I understand that it’s difficult; the illness’s impact on relatives and caregivers can be crippling. Of course, then, the thought alone of the possibility that a loved one may be showing signs of it is terrifying. In fact, a recent survey revealed that people fear being responsible for someone with Alzheimer’s more than they fear actually having the disease themselves. :-O No wonder some have a hard time visiting!

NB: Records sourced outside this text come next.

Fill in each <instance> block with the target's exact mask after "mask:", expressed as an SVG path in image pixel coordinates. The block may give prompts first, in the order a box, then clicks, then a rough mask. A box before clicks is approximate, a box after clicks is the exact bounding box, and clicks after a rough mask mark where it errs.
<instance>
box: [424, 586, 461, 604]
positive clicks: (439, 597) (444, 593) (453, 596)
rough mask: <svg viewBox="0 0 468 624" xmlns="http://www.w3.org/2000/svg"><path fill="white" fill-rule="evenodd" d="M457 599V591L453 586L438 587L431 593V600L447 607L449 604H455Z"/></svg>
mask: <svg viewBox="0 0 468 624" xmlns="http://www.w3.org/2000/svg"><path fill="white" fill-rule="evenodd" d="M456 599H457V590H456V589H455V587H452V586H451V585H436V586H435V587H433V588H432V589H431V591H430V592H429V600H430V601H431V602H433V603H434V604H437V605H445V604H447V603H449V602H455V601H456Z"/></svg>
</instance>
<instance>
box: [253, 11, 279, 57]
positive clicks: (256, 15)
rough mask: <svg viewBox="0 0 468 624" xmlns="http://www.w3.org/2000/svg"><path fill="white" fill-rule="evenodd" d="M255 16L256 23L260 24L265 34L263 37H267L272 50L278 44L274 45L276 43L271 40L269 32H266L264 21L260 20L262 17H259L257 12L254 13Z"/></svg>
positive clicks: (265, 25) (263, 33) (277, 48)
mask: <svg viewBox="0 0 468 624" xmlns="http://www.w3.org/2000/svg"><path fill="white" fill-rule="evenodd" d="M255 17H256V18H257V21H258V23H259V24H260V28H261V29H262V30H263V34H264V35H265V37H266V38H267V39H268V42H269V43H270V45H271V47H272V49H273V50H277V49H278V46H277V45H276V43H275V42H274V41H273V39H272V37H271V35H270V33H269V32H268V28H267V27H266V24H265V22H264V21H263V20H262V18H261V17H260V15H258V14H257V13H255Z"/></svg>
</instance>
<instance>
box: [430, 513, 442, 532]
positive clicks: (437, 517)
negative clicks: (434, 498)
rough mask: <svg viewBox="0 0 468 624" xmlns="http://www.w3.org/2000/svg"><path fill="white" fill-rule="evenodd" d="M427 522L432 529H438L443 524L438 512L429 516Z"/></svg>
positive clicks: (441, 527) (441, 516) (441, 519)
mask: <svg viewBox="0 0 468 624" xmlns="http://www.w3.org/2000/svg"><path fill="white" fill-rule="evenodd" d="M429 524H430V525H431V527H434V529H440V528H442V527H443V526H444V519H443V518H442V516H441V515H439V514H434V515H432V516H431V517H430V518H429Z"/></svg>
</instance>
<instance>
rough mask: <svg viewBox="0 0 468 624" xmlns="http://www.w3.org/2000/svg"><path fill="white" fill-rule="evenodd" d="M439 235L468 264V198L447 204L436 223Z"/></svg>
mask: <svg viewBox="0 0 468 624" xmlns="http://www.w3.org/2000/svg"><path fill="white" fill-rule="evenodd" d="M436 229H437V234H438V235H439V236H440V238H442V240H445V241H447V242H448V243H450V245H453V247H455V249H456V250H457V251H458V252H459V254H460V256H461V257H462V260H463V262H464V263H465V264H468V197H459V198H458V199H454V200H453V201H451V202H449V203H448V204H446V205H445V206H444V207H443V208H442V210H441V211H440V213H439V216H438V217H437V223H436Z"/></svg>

I’ve learned from observing their interactions, though, that the relationships family members have with their ill loved ones can be some of the most beautiful and heartwarming ones to witness; I promise that it doesn’t have to be frightening. What determines where these relationships fall on the scary scale is simple: the approach.
Though we as caregivers may be painfully aware of the change in our nonna or nonno’s condition, they are not. Lucky for them, patients themselves lack this kind of insight; anosognosia is a condition that accompanies dementia and refers to reduced awareness of symptoms. Even in earlier stages, when one may recognize that something isn’t right, they aren’t entirely sure of what’s actually wrong. More important to keep in mind is the fact that they likely don’t care. Anosodiaphoria is also present with dementia, and it refers to a lack of concern about the consequences of these cloudy symptoms. As Dr. Taylor writes in the midst of his own battle with Alzheimer’s:
“Caregivers have pointed out to me a number of incidents during which I was unaware of what I was doing. Even more amazing to me, when told what I did, I didn’t seem to care! And, as a matter of act, I really don’t feel like I should care right now… It is simply amazing to be aware of what you don’t want to do, and when you do it, not to care one way or the other… I have wandered away and didn’t care, and I don’t care, although it sure upset a lot of other people. I didn’t get upset about it. I was not and am still not afraid. Others are upset and afraid for me.”
While we understand facets of our loved ones’ conditions, it’s important that we recognize that they do not and that we treat them accordingly. When your nonna asks you for the fourth time that day if you’ll be eating lunch together, try to keep your patience; don’t allow aggravation to overcome your emotions. Instead of answering frustratingly and asserting that she knows you always eat together, keep in mind that unfortunately she may not. Not anymore, at least. When your nonno insists on wearing a button down and nice slacks every day, refrain from trying to convince him it’s unnecessary; allow him to be comfortable. Compliment him. Ask for his opinion of your own outfit. Whatever you do, respect his harmless decision and thank him for passing his sense of style down to you. Above all, for your own health and sanity, try to remember that the difficulties you’re facing are part of the disease process, not part of the person. Per favore, approach your interactions accordingly.